NOESY data and protein ILV methyl protonation are not required in the strategy proposed in this paper for small protein structure determination. NOESY data on the ILV-labeled sample was only used for cross validation of the CS-Rosetta structure. However, CS-Rosetta calculations do not always converge, even for small protein structures, and NOESY data for the perdeuterated ILV methyl protonated protein sample can be used if necessary together with CS-Rosetta if the chemical shift data alone do not provide a converged structure.

Our work further demonstrates that 2H, 13C,15N-enriched protein samples made by the cSPP system at a drastically reduced cost and purified with a single-step Ni–NTA affinity chromatography, allow data collection and automated analysis of backbone 1HN, 15N, 13Cα, 13C′, as well as sidechain 13Cβ, assignments in only a few days. In related work, we have demonstrated the combined use of CS-Rosetta and automated NOESY analysis to provide more accurate NOESY cross peak assignments, beginning with extensive backbone and sidechain assignments [25], and the use of CS-RDC-Rosetta with manually assigned NOESY-based constraints to generate good quality structures of larger (10–25 kDa proteins) [26]. The present study is the first example of applying CS-Rosetta for rapid fully-automated NMR structure determination of small proteins, a unique application that provides a new and general approach for obtaining 3D structures of small proteins.

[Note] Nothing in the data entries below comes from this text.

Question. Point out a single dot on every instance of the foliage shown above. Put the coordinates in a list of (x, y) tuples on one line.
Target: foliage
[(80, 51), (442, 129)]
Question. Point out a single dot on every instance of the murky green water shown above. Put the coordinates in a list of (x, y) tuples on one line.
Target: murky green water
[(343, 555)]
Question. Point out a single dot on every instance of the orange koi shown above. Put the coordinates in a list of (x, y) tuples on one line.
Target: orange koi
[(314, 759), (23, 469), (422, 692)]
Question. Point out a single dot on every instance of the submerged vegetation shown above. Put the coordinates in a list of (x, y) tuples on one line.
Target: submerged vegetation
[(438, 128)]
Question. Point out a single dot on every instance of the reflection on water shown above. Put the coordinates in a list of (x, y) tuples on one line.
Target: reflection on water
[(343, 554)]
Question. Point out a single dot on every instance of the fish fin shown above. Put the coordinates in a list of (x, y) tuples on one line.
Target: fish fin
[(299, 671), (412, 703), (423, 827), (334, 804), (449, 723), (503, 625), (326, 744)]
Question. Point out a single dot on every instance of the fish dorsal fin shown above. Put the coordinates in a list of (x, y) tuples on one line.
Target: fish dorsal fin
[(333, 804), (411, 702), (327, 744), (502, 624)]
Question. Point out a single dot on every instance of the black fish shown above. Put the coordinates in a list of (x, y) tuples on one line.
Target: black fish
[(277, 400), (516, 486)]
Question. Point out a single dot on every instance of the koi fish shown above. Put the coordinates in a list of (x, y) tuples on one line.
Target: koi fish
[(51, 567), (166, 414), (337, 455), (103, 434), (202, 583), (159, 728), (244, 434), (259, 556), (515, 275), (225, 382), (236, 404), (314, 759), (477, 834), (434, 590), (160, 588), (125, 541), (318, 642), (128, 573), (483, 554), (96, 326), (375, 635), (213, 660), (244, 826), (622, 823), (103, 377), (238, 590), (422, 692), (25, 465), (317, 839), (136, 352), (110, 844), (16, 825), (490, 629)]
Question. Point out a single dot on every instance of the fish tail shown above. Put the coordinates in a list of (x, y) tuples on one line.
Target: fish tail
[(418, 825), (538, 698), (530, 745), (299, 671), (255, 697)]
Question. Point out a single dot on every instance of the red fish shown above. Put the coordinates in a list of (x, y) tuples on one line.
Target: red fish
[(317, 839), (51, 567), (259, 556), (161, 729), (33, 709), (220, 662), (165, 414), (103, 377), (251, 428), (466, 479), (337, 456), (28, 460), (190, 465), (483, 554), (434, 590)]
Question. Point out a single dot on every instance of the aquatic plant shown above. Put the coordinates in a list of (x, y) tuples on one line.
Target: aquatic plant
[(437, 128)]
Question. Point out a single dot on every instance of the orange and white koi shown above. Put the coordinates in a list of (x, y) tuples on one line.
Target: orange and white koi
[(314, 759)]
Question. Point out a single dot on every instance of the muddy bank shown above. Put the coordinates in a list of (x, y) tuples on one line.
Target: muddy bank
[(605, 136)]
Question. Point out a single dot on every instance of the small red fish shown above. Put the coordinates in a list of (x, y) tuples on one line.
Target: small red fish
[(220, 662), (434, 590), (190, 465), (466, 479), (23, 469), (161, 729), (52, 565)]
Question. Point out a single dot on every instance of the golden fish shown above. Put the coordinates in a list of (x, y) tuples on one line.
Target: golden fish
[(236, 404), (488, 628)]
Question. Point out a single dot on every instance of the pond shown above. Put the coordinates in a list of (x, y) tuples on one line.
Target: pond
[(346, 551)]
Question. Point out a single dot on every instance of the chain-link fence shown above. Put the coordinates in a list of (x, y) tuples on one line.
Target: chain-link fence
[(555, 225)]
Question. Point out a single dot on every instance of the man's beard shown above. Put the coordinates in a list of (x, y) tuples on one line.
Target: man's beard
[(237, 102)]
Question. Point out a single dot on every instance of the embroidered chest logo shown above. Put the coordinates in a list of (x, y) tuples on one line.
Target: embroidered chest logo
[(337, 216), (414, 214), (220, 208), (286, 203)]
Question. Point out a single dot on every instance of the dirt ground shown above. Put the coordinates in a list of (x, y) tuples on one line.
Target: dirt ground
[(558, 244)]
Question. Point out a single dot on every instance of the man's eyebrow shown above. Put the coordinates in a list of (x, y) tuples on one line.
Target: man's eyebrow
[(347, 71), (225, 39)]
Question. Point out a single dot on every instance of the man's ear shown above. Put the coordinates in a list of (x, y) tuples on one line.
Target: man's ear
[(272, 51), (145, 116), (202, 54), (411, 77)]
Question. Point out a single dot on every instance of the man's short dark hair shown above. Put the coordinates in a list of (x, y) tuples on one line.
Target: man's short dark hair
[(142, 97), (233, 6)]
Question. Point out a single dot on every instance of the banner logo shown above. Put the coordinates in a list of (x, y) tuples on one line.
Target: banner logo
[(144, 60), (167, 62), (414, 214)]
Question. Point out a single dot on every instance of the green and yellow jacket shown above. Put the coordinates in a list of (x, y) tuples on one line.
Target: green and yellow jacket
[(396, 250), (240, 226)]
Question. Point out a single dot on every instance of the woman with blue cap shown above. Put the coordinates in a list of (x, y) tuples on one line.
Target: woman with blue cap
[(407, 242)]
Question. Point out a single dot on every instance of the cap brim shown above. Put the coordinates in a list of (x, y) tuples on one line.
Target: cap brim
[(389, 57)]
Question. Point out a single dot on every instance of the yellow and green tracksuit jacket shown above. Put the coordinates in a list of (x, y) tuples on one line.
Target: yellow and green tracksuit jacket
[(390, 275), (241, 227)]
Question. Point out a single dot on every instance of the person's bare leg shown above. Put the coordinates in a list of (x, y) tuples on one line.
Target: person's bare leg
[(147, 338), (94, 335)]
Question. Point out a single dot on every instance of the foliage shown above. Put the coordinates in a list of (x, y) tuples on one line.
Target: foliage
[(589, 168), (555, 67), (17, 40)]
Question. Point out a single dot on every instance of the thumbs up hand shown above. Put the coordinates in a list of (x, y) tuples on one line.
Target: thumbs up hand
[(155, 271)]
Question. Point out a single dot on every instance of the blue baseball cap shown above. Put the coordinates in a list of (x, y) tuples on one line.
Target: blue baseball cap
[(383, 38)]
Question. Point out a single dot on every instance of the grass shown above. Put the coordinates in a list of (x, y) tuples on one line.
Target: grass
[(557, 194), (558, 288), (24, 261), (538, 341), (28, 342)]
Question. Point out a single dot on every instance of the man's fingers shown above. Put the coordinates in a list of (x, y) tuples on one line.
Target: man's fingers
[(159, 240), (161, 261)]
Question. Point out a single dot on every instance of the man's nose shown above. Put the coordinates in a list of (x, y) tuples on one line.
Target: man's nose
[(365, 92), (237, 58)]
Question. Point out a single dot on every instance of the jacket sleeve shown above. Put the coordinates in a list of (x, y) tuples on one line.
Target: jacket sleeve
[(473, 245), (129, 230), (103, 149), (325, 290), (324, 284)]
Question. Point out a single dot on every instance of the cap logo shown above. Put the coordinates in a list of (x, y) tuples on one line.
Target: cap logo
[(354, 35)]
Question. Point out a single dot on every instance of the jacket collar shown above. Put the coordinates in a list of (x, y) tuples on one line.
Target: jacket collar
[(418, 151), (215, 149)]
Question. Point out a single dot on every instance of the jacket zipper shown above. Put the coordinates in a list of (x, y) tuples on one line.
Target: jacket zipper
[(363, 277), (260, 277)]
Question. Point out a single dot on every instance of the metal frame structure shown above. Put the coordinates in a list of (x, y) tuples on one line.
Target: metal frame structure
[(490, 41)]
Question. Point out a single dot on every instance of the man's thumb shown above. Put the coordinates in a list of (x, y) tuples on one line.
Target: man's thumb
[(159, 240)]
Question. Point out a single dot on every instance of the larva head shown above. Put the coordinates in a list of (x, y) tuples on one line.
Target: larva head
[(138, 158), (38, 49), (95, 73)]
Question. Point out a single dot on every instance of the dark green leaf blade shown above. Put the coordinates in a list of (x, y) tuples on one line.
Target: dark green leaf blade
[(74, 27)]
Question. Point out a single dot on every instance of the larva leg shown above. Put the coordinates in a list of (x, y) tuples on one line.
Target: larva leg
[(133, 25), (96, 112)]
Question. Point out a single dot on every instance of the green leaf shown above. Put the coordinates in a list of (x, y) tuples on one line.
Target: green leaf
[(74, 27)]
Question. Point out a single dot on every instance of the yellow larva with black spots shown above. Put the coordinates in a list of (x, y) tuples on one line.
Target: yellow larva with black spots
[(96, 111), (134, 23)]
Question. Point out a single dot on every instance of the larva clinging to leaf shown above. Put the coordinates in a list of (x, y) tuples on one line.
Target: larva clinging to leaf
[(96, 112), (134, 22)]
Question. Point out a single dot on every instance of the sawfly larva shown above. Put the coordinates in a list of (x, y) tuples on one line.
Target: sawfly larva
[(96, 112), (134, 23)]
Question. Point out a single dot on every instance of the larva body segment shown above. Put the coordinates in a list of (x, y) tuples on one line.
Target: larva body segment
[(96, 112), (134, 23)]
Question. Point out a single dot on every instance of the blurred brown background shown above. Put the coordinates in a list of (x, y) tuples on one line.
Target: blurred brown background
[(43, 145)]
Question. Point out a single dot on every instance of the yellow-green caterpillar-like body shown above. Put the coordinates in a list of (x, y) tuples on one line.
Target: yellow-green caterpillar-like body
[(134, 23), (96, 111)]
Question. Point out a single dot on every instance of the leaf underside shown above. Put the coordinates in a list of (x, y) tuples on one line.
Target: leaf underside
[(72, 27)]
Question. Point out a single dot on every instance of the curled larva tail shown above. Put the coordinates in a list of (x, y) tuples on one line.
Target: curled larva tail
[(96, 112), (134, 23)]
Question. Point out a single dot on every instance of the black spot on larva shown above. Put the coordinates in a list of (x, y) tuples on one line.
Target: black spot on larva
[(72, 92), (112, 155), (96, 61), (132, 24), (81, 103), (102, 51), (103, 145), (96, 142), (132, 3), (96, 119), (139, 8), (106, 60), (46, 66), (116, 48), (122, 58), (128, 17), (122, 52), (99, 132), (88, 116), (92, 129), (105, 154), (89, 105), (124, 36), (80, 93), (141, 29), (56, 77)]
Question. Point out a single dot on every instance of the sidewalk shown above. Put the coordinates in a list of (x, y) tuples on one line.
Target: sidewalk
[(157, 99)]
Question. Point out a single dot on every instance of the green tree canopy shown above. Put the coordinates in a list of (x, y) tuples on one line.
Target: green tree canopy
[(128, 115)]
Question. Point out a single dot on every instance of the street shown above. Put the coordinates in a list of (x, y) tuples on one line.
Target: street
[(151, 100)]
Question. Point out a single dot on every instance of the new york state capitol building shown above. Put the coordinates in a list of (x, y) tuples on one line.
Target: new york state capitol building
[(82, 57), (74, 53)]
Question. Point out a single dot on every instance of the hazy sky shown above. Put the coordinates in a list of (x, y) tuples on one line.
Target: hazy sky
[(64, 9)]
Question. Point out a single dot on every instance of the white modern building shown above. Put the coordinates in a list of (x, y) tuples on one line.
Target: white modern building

The CspA structure obtained rivals the best NMR structures available to date for CspA using conventional methods, even those utilizing extensive sidechain proton assignments [8]. This approach has tremendous value in preparing protein samples and generating assignments and structural information for small molecule screening studies, as well as in high-throughput structural and functional genomics studies.